Pemeriksaan yang dilakukan untuk penilaian awal sebagai berikut:
a. Penilaian dengan periksa pandang (inspeksi)
1. Menilai kesadaran penderita: Pingsan/koma, kejang-kejang, gelisah, tampak
kesakitan.
2. Menilai wajah penderita: Pucat, kemerahan, banyak berkeringat
3. Menilai pernafasan: Cepat, sesak napas
4. Menilai perdarahan dari kemaluan
b. Penilaian dengan periksa raba (palpasi)
1. Kulit: Dingin,demam
2. Nadi: Lemah/kuat
3. Kaki/tungkai bawah: Bengkak
c. Penilaian tanda vital
1. Tekanan darah, nadi, suhu, dan pernapasan
Hasil penilaian awal ini, berfokus pada apakah pasien mengalami syok
hipovolemik, syok septik, syok jenis lain, koma, kejang-kejang atau koma disertai
kejang-kejang menjadi dasar pemikiran apakah kasus mengalami penyulit perdarahan,
infeksi, hipertensi/preeklamsia/eklamsia, atau penyulit lain. Dasar pemikiran ini harus
dilengkapi dan diperkuat dengan melakukan pemeriksaan klinik lengkap, tetapi
sebelum pemeriksaan klinik lengkap selesai dilakukan, langkah-langkah untuk
melakukan pertolongan pertama sudah dapat dikerjakan sesuai hasil penilaian awal,
misalnya ditemukan kondisi syok, pertolongan pertama untuk mengatasi syok harus
sudah dilakukan.

2.3 Penilaian Klinik Lengkap1


Pemeriksaan klinik lengkap meliputi anamnesis, pemeriksaan fisik umum, dan
pemeriksaan obstetri termasuk pemeriksaan panggul secara sistematis meliputi sebagai
berikut:
a.
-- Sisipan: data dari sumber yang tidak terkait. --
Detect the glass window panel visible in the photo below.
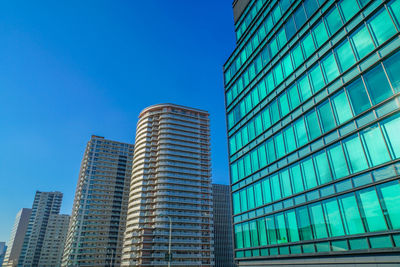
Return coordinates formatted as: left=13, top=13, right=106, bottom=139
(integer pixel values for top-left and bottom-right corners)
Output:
left=328, top=144, right=349, bottom=179
left=278, top=28, right=287, bottom=48
left=369, top=235, right=393, bottom=248
left=251, top=88, right=260, bottom=106
left=235, top=224, right=243, bottom=248
left=298, top=75, right=312, bottom=102
left=336, top=39, right=356, bottom=72
left=357, top=188, right=387, bottom=232
left=232, top=192, right=240, bottom=214
left=290, top=164, right=304, bottom=194
left=309, top=203, right=328, bottom=238
left=326, top=7, right=343, bottom=36
left=247, top=185, right=255, bottom=210
left=349, top=238, right=369, bottom=250
left=296, top=207, right=313, bottom=241
left=313, top=21, right=328, bottom=47
left=304, top=0, right=318, bottom=18
left=262, top=108, right=271, bottom=130
left=315, top=242, right=331, bottom=252
left=283, top=126, right=296, bottom=153
left=339, top=0, right=360, bottom=21
left=389, top=0, right=400, bottom=27
left=338, top=194, right=365, bottom=235
left=262, top=179, right=272, bottom=204
left=364, top=65, right=393, bottom=104
left=270, top=174, right=282, bottom=201
left=377, top=181, right=400, bottom=229
left=274, top=63, right=283, bottom=85
left=381, top=116, right=400, bottom=158
left=265, top=216, right=277, bottom=245
left=310, top=65, right=325, bottom=92
left=249, top=221, right=259, bottom=247
left=254, top=182, right=263, bottom=207
left=332, top=91, right=353, bottom=125
left=231, top=163, right=239, bottom=183
left=275, top=213, right=288, bottom=244
left=294, top=118, right=308, bottom=147
left=238, top=159, right=244, bottom=180
left=240, top=189, right=248, bottom=212
left=288, top=84, right=300, bottom=110
left=306, top=110, right=321, bottom=140
left=279, top=169, right=292, bottom=197
left=257, top=218, right=268, bottom=246
left=285, top=16, right=296, bottom=40
left=301, top=159, right=317, bottom=189
left=361, top=125, right=390, bottom=166
left=267, top=139, right=276, bottom=163
left=314, top=151, right=332, bottom=185
left=346, top=79, right=371, bottom=115
left=271, top=101, right=279, bottom=123
left=369, top=9, right=396, bottom=45
left=258, top=145, right=268, bottom=168
left=322, top=53, right=339, bottom=83
left=255, top=115, right=263, bottom=135
left=285, top=211, right=300, bottom=242
left=247, top=120, right=256, bottom=140
left=302, top=33, right=315, bottom=58
left=351, top=26, right=374, bottom=59
left=294, top=5, right=306, bottom=30
left=343, top=135, right=368, bottom=173
left=242, top=222, right=251, bottom=248
left=278, top=93, right=289, bottom=117
left=302, top=244, right=315, bottom=253
left=244, top=154, right=252, bottom=176
left=317, top=101, right=336, bottom=132
left=282, top=54, right=293, bottom=77
left=274, top=132, right=286, bottom=159
left=292, top=43, right=304, bottom=68
left=331, top=240, right=349, bottom=251
left=384, top=50, right=400, bottom=93
left=322, top=199, right=344, bottom=237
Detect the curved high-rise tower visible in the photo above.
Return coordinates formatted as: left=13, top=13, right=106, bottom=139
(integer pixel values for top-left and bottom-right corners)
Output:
left=121, top=104, right=214, bottom=266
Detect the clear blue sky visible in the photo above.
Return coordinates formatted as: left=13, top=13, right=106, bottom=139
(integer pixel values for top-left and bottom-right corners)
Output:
left=0, top=0, right=235, bottom=241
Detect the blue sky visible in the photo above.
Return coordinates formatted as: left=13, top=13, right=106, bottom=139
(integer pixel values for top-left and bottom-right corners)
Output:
left=0, top=0, right=235, bottom=241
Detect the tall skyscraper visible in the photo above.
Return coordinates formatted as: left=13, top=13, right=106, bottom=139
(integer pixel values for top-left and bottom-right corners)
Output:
left=224, top=0, right=400, bottom=266
left=121, top=104, right=214, bottom=266
left=3, top=208, right=32, bottom=267
left=39, top=214, right=70, bottom=267
left=18, top=191, right=63, bottom=267
left=62, top=135, right=133, bottom=266
left=212, top=184, right=235, bottom=267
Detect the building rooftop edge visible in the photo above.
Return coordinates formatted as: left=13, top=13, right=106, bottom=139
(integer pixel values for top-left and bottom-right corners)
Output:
left=139, top=103, right=209, bottom=117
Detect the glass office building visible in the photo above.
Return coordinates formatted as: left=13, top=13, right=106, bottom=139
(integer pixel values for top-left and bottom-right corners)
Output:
left=224, top=0, right=400, bottom=266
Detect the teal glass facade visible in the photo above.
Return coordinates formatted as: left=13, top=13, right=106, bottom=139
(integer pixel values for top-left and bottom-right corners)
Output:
left=224, top=0, right=400, bottom=262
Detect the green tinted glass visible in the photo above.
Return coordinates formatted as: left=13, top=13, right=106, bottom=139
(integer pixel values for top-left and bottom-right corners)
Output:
left=378, top=181, right=400, bottom=229
left=332, top=91, right=353, bottom=124
left=364, top=65, right=393, bottom=104
left=309, top=203, right=328, bottom=238
left=323, top=199, right=344, bottom=237
left=343, top=135, right=368, bottom=173
left=384, top=50, right=400, bottom=93
left=369, top=9, right=396, bottom=45
left=361, top=125, right=390, bottom=166
left=357, top=188, right=387, bottom=232
left=381, top=113, right=400, bottom=158
left=351, top=26, right=374, bottom=59
left=338, top=194, right=365, bottom=235
left=336, top=40, right=356, bottom=72
left=346, top=79, right=371, bottom=115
Anamnesis: Diajukan pertanyaan kepada pasien atau keluarganya beberapa hal
berikut jawabanya dicatat dalam catatan medis
1. Masalah/keluhan utama yang menjadi alasan pasien datang ke klinik.
2. Riwayat penyakit atau masalah tersebut, termasuk obat-obatan yang sudah di
dapat
3. Tanggal hari pertama haid yang terakhir dan riwayat haid
4. Riwayat kehamilan sekarang
5. Riwayat kehamilan, persalinan, dan nifas yang lalu termasuk kondisi anaknya
6. Riwayat penyakit yang pernah di derita dan penyakit dalam keluarga
7. Riwayat pembedahan
8. Riwayat alergi terhadap obat.

b. Pemeriksaan fisik umum:


1. Penilaian keadaan umum dan kesadaran penderita
2. Penilaian tanda vital (tekanan darah, nadi, suhu, pernapasan)
3. Pemeriksaan kepala dan leher
4. Pemeriksaan dada (pemeriksaan jantung dan paru-paru)
5. Pemeriksaan perut (kembung, nyeri tekan atau nyeri lepas, tanda abdomen
akut, cairan bebas dalam rongga perut)
6. Pemeriksaan anggota gerak (antara lain edema tungkai bawah dan kaki)

c. Pemeriksaan obstetri
1. Pemeriksaan vulva dan perineum
2. Pemeriksaan vagina
3. Pemeriksaan serviks
4. Pemeriksaan rahim (besarnya,kelainan bentuk,tumor,dan sebagainya)
5. Pemeriksaan adneksa
6. Pemeriksaan his (frekuensi, lama, kekuatan, relaksasi, simetri dan dominasi
fundus)
7. Pemeriksaan janin
 Di dalam atau di luar rahim
 Jumlah janin
 Letak janin
 Presentasi janin dan turunnya presentasi seberapa jauh
 Posisi janin, moulage dan kaput suksedaneum (tangan, tali pusat, dan lain-
lain)
 Anomali kongenital pada janin
 Taksiran berat janin
 Janin mati atau hidup, gawat janin atau tidak

d. Pemeriksaan panggul
1. Penilaian pintu atas panggul
 Promontorium teraba atau tidak
 Ukuran konjugata diagonalis dan konjugata vera
 Penilaian linea inominata teraba berapa bagian atau teraba seluruhnya
2. Penilaian ruang tengah panggul
 Penilaian tulang sakrum (cekung atau datar)
 Penilaian dinding samping (lurus atau konvergen)
 Penilaian spina iskiadika (runcing atau tumpul)
 Ukuran jarak antarspina iskiadika (distansia interspinarum)
3. Penilaian pintu bawah panggul:
 Arkus pubis (lebih besar atau kurang dari 90 derajat)
 Penilaian tulang koksigis (kedepan atau tidak)
4. Penilaian adanya tumor jalan lahir yang menghalangi persalinan pervaginam
5. Penilaian panggul (panggul luas, sedang, sempit atau panggul patologik)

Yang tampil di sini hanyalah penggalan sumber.